Thomas Buckner gave a vivid account of his work with the American writer and composer Robert Ashley. He began working with Ashley after 'Perfect Lives', the opera which Ashley conceived for television (the work's proportions and internal durations being exactly determined by the requirements of the television format).
Thomas Buckner detects a gradual increase in complexity, over the years of producing new pieces, in terms of the treatments by Robert Ashley of his own original texts, whose declamatory rhythms underpin the compositional basis of each piece.
The rehearsal process on an Ashley piece involves six days working 10 to 6 to develop the characters. At this stage the composition is minimally notated. By the time it approaches performance, accuracy is at a very high pitch and a click track is used to determine the synchrony and timing of the layered speech-based performances. Thus, the working process moves from a framework for musical innovation towards a highly specified and determined outcome so that the audience can experience the piece just as it is on the CD.

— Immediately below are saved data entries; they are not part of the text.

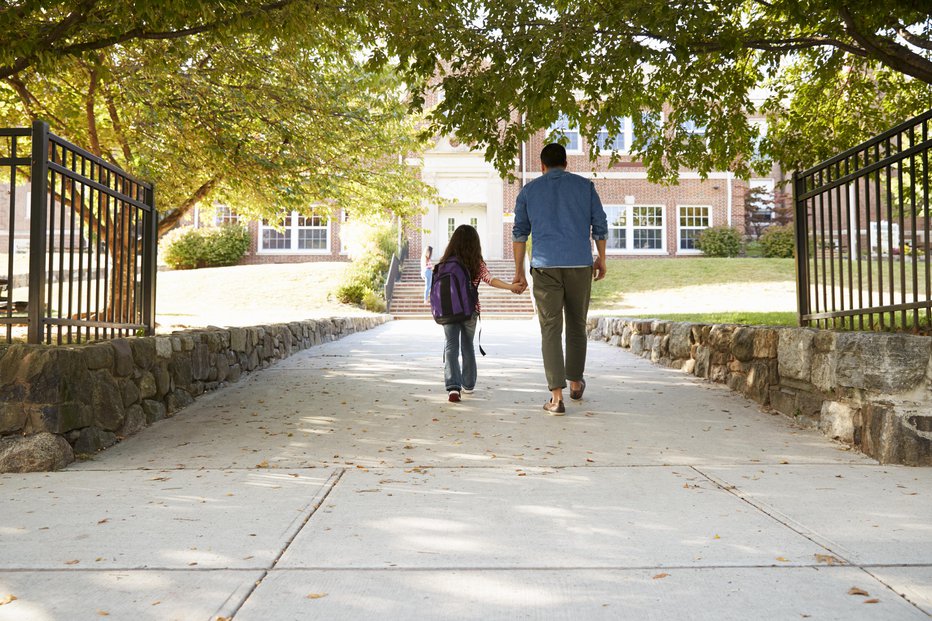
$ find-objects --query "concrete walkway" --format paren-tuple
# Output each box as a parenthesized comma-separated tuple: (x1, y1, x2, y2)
(1, 320, 929, 620)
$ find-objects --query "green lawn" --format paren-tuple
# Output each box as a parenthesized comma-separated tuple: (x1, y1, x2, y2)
(624, 311, 798, 326)
(590, 257, 796, 307)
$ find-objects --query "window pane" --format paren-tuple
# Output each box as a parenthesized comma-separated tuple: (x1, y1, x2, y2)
(448, 218, 455, 237)
(633, 229, 662, 249)
(596, 119, 627, 151)
(298, 228, 327, 250)
(633, 206, 661, 227)
(608, 228, 626, 250)
(680, 229, 700, 250)
(551, 114, 580, 151)
(470, 217, 478, 228)
(262, 228, 290, 250)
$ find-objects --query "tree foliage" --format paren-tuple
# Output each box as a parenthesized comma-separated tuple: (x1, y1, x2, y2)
(1, 5, 433, 235)
(362, 0, 932, 180)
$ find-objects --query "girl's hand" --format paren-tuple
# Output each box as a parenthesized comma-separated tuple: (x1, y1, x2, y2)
(510, 282, 525, 294)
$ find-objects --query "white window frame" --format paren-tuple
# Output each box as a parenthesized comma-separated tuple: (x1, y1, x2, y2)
(596, 117, 632, 155)
(258, 210, 331, 255)
(213, 204, 239, 227)
(602, 204, 667, 255)
(676, 204, 713, 254)
(548, 114, 582, 154)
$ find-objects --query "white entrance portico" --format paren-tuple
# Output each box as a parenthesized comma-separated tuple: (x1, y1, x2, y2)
(421, 137, 505, 259)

For his recent work 'Concrete' Ashley initially excluded himself from the performances, but he realised the piece was flawed without him, so he rewrote it. Being a meditation on age, Ashley appears as the main character and the other performers are projections of his dreams.

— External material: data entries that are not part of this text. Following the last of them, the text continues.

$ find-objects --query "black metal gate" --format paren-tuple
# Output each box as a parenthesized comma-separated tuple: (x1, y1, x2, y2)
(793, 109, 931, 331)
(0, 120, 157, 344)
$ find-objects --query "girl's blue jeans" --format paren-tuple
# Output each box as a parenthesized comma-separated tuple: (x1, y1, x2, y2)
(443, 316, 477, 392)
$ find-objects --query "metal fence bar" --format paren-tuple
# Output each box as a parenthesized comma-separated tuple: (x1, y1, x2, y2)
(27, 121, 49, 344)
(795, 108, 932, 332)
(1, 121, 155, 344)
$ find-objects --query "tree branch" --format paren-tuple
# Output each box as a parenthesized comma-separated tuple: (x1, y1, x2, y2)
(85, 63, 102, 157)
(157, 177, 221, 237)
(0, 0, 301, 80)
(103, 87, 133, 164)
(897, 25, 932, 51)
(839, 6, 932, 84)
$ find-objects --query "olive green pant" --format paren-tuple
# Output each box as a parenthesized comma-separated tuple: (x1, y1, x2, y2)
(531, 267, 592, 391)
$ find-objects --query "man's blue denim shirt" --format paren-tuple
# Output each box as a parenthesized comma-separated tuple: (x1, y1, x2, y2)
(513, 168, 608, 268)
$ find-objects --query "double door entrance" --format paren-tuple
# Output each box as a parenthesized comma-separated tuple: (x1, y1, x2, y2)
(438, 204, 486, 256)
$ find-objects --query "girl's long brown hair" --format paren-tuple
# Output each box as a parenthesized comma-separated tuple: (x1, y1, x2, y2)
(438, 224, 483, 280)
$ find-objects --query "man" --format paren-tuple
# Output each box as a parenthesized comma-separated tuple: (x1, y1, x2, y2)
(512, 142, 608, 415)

Another work, 'Dust', resulted in a collaboration with a Japanese video artist, Yukihiro Yoshihara, who created a mosaic or collage of American TV on monitors above the performers. Simultaneous commentaries and translations illuminated the meanings of the spoken texts for the Japanese audience. Comprehension of text is a key concern for Thomas Buckner.
Prof. Nicholas Till (Centre for Research in Opera and Music Theatre, Sussex) commented that Ashley quite definitely is a writer, in a literary sense, and that his ability to work at both a detailed and realist level, and at an allegorical level, gives his work unique interest.